Border Patrol agent Eduardo Olmos crosses the secondary wall separating Tijuana, Mexico and San Diego, California, June 22, 2016,photo: AP/Gregory Bull, File
Border Patrol agent Eduardo Olmos crosses the secondary wall separating Tijuana, Mexico and San Diego, California, June 22, 2016,photo: AP/Gregory Bull, File
The Mexican government has yet to come up with a solution to enhance well-paid employment

Politicians will do anything for public attention. About the only hurdle they have to jump are having a cause or … a wall.

On Wednesday, Queretaro State Deputy Braulio Guerra put on a press show at the Tijuana border showing how easy it is to climb the wall nowadays separating Tijuana from San Diego County.

“You just climb and you’re on the other side scot free” he told reporters. Well, not so easy but then Deputy Guerra is no “pollo” trying to make it into California, but he was trying to make a point as to how easy it is to climb a containing wall even if on the other side the “Migra” (Border Patrol) is waiting to haul and book you and send you back to Tijuana for a new try.

Surely Deputy Guerra was making a point against the continuation of the construction of a wall along the Mexico-U.S. border and the uselessness of physical borders.
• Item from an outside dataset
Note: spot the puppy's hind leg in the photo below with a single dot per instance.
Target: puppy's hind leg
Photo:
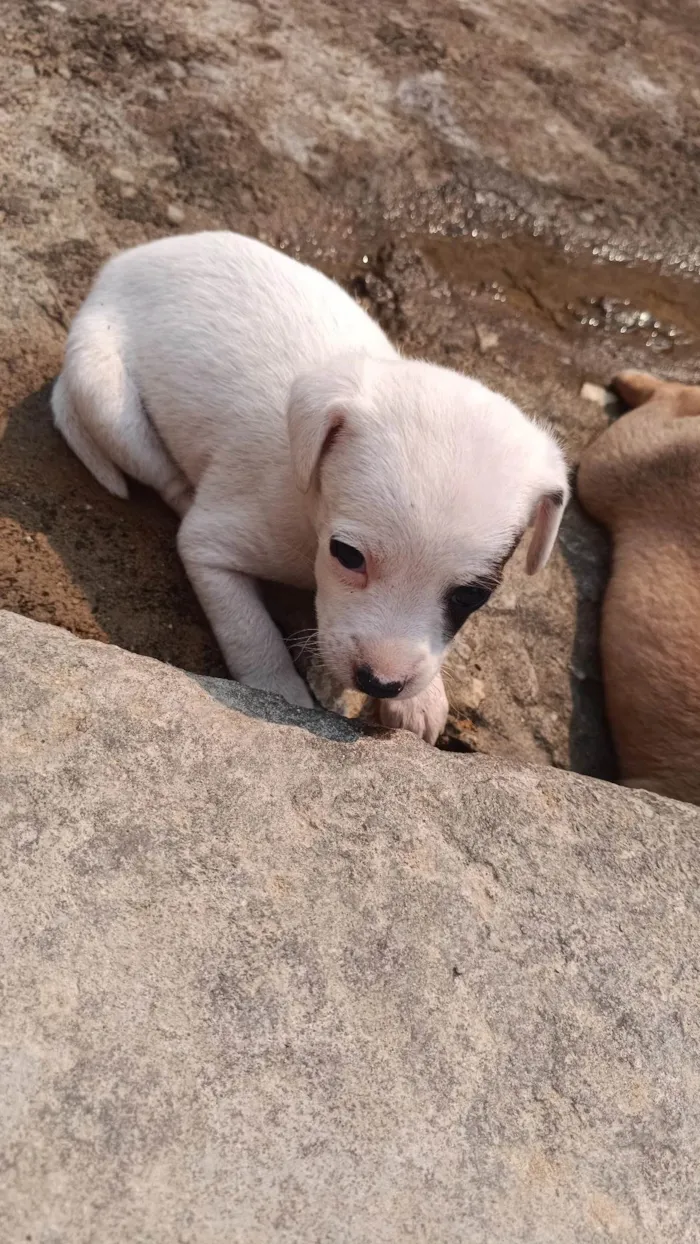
(97, 407)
Yet what Deputy Guerra is not saying is that the current undergoing raids on undocumented immigrants is making the Mexican government feel the pinch on just how to go about “welcoming” the deportees.
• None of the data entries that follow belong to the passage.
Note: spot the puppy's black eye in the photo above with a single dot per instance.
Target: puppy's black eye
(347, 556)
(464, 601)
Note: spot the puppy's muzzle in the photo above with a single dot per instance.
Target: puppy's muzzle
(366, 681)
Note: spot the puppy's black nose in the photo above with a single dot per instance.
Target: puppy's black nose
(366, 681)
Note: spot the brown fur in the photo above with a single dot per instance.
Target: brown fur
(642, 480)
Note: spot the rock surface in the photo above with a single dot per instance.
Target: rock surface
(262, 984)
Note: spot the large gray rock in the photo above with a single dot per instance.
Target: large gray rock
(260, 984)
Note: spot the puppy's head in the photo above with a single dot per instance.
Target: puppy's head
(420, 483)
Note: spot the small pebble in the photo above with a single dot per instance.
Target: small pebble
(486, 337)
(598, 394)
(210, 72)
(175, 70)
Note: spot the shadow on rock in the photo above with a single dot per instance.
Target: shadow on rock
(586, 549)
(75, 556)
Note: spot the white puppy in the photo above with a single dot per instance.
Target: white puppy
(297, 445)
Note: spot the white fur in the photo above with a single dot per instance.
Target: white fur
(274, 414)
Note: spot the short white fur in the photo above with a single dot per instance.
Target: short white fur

Showman Deputy Guerra of the Institutional Revolutionary Party (PRI) would, at first glance, not seem to have anything to do with jumping the fence in Tijuana.

But then, his home state of Queretaro — closer to Mexico City than to San Diego — along with other surrounding states — Guanajuato and Michoacán — are beginning to feel the pinch. The returnees are the same people who had to leave these states due to lack of opportunity to make a decent living to support their families.

Deputy Guerra’s antics in getting photographed on top of the “wall” built along the TJ border obviously, and shamefully, is a grab for attention. In his showmanship Guerra may blame the wall and the future construction of Donald Trump’s “muro” along the border, but like the President Peña Nieto administration, has no visible answer to the plea of returnees.

They left because there were no good-paying jobs in Mexico, and after a taste of American honey, they are back, facing the same economic situation which kicked them out of the country.

One couldn’t agree more with Deputy Guerra’s clownmanship that “walls are easy to jump,” but going north is no longer the answer to the corruption imbedded problems the Mexican government is facing.

Or for that matter, creating quick lunch programs “to protect” the large amount of deportees that are coming home not just culturally misplaced (home is not what it used to be), but once again joining the ranks of the unemployed is also not the answer.

The nation is feeling the pinch of the deportations and demagoguery, such as having a Queretaro deputy show us how easy it is to jump a border wall is not an answer to the plea of throngs of individuals returning home without options to remake their financial lives in the land where their mothers (and fathers, if you can find them) that saw them come to life.

Beyond Donald Trump and his anti-Mexican antics, the Mexican government has yet to come up with a solution to enhance well-paid employment.

That’s a lot tougher than putting on a show to protest against a wall which, unfriendly as it is, was provoked by decades of corrupt governance that’s made a few politicos (Braulio Guerra included) rich and left behind a 55 percent of the Mexican population in poverty.

That’s the real wall Mexican politicians have to jump, and it is not located along the northern border.